Why Parallelism Matters
Without parallelism: - Slow execution: Steps run one after another (A → B → C) - Idle resources: CPU cores sit idle while one core works - Long feedback loops: Waiting hours for independent tasks
With flowyml parallelism: - Faster results: Run A, B, and C at the same time - Resource efficiency: Utilize all CPU cores - Scalability: Process 10x data in the same amount of time
Enabling Parallelism
You can enable parallel execution by using the ParallelExecutor. It automatically detects independent steps in your DAG and runs them concurrently.
Basic Usage
from flowyml import Pipeline, ParallelExecutor, step
@step
def process_chunk(chunk_id):
# Simulate work
return f"processed_{chunk_id}"
pipeline = Pipeline("parallel_processing")
# Add multiple independent steps
for i in range(5):
pipeline.add_step(process_chunk, name=f"chunk_{i}", params={"chunk_id": i})
# Configure executor
executor = ParallelExecutor(max_workers=4)
# Run pipeline with executor
pipeline.run(executor=executor)
In-Step Parallelism
You can also parallelize work within a single step using standard Python libraries or flowyml's utilities.

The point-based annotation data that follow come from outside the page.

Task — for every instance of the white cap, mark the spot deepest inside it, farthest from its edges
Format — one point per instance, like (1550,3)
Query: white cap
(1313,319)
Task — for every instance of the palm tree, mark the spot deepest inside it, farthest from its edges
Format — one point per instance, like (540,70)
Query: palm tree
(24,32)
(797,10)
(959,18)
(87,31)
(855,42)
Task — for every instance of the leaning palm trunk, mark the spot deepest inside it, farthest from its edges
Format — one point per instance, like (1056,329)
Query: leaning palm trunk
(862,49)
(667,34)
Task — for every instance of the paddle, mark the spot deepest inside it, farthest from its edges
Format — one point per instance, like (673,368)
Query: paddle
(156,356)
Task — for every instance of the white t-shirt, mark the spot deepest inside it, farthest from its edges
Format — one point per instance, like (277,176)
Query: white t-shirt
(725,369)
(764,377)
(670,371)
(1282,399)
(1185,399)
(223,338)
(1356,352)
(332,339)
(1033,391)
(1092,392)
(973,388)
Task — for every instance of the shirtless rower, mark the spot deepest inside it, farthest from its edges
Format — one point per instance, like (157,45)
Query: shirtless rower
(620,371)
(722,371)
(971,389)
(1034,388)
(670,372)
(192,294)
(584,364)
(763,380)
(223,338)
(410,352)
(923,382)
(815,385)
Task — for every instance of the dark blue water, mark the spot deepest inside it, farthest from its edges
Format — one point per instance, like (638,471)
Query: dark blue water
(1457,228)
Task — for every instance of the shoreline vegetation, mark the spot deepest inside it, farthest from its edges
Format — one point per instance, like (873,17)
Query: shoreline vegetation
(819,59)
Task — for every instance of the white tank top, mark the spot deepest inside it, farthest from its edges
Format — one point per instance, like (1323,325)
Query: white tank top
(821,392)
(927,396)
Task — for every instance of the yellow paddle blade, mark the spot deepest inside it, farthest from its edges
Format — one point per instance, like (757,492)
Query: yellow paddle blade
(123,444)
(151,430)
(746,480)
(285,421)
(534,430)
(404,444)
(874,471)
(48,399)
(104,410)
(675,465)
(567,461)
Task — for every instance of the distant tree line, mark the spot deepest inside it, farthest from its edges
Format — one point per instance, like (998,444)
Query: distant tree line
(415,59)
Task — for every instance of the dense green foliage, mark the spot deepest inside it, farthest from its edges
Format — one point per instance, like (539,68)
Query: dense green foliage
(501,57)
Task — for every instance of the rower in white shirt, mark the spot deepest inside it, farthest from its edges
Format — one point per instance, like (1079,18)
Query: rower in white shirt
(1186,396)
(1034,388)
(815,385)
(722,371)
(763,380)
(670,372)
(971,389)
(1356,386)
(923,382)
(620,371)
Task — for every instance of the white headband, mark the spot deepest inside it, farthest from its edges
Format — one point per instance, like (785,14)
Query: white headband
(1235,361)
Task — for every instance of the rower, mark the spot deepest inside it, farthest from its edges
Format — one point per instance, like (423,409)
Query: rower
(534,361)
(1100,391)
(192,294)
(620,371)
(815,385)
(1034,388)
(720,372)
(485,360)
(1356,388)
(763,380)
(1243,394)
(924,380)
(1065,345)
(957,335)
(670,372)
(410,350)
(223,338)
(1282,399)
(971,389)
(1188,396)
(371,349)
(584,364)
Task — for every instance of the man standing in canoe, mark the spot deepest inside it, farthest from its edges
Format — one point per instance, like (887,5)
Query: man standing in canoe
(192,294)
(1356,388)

from flowyml.utils.parallel import parallel_map
@step
def batch_process(items):
# Process items in parallel using a thread pool
results = parallel_map(process_item, items, max_workers=8)
return results
Decision Guide: Execution Backends
| Backend | Best For | Why |
|---|---|---|
process (Default) |
CPU-bound tasks | Bypasses Python's GIL. Good for data processing, training. |
thread |
I/O-bound tasks | Lightweight. Good for API calls, downloading files, DB queries. |
When to use process (CPU)
- Data transformation (pandas, numpy)
- Image processing
- Model training (sklearn)
When to use thread (I/O)
- Fetching data from APIs
- Uploading files to S3
- Querying databases
Real-World Pattern: Batch Processing
Process a large dataset by splitting it into chunks and processing them in parallel.
from flowyml import Pipeline, ParallelExecutor, step
@step
def process_chunk(chunk_path):
# Heavy CPU work
df = pd.read_csv(chunk_path)
return df.mean()
pipeline = Pipeline("batch_processor")
# Add 10 parallel steps
for i in range(10):
pipeline.add_step(
process_chunk,
name=f"chunk_{i}",
params={"chunk_path": f"data/part_{i}.csv"}
)
# Run with 4 processes
pipeline.run(executor=ParallelExecutor(max_workers=4, backend="process"))
[!TIP] Performance Tip: Set
max_workerstocpu_count() - 1to keep one core free for the system.